What began as a fake cemetery in Davidson family’s yard is now a horror show

Bradford Powell admits his yard sticks out in the neighborhood in an odd way and he credits — or blames — his wife.

For 12 years, Hailey Branyon Powell of Davidson has dedicated herself to finding bigger and better ways to scare their neighbors on Halloween. Lately, this includes stage lighting, recorded humming noises, smoke machines and motorized witches and gravediggers. On some nights, there are people dressed as monsters in the yard, just to spice things up.

It’s not usual to see up to 200 people a night standing in front of the home at 10035 Alabaster Drive in Davidson.

“I like Halloween, but she takes it to a whole different level,” he says. “If it was up to her, she would make Halloween everyday of the year... She starts earlier and earlier each year... So while people go to the pool and hangout in the neighborhood, she makes time to work on her Halloween in the hot dirty garage.”

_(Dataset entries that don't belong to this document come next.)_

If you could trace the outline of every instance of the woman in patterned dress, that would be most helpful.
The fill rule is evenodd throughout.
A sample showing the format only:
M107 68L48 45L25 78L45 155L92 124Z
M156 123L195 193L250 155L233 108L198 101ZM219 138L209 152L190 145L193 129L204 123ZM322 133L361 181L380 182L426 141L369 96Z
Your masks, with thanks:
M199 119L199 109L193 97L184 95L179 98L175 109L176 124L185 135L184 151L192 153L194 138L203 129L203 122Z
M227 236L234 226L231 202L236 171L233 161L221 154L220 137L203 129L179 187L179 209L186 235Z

As for what the neighbors think: “I’m not sure everyone understands the level she takes it to,” he says.

Neighbor Amanda Brierley says the yard is “more of an experience than just a display.”

“Some of the best reactions are probably from the children,” she says. “My daughter, Summer, looks forward to seeing the fog come from Hailey’s house every night... I don’t even know how she comes up with some of the ideas she has.”

Brierley is amazed that all the work is from scratch, by a neighbor who has no background in engineering, mechanics or carpentry.

Hailey Branyon Powell is a hair stylist.

When she started decorating her yard 12 years ago, she didn’t even have kids. Now, she has an 11-year-old son who is close to aging out of trick-or-treating.

“My husband does not help, but he will come outside when I’m in the middle of building something and tell me it looks good,” she says. “I have no expectations from him. We laugh about it. He’s into sports and I’m huge into Halloween. I was like this before I knew him.”

She doesn’t have a clear explanation of why she goes all out decorating for Halloween and not for Christmas. However, Powell says her mother and father died four years ago within six weeks of each other, and she needed something to occupy her mind at the time. That’s when she started taking things to the next level.

This year, she added a 20-foot-high by 20-foot-wide abandoned church facade. However, it proved too big, so she cut it to 12-feet-high. Anything scary idea is fair game, she says, except for gory images found in real life. No blood, guts or bodies hanging from trees.

The decorations go up Oct. 1 and come down Nov. 1. She recently started putting out a coffin to collect donated goods for the Cabarrus County Humane Society.

“I do worry sometimes that I’m driving the neighbors nuts, so I turn it all off by 9:30 p.m,” Powell says. “I really enjoy seeing whole families come by, including people from out of town. I’ll see 20 people out there, taking pictures in front of the displays. That’s fuels me.”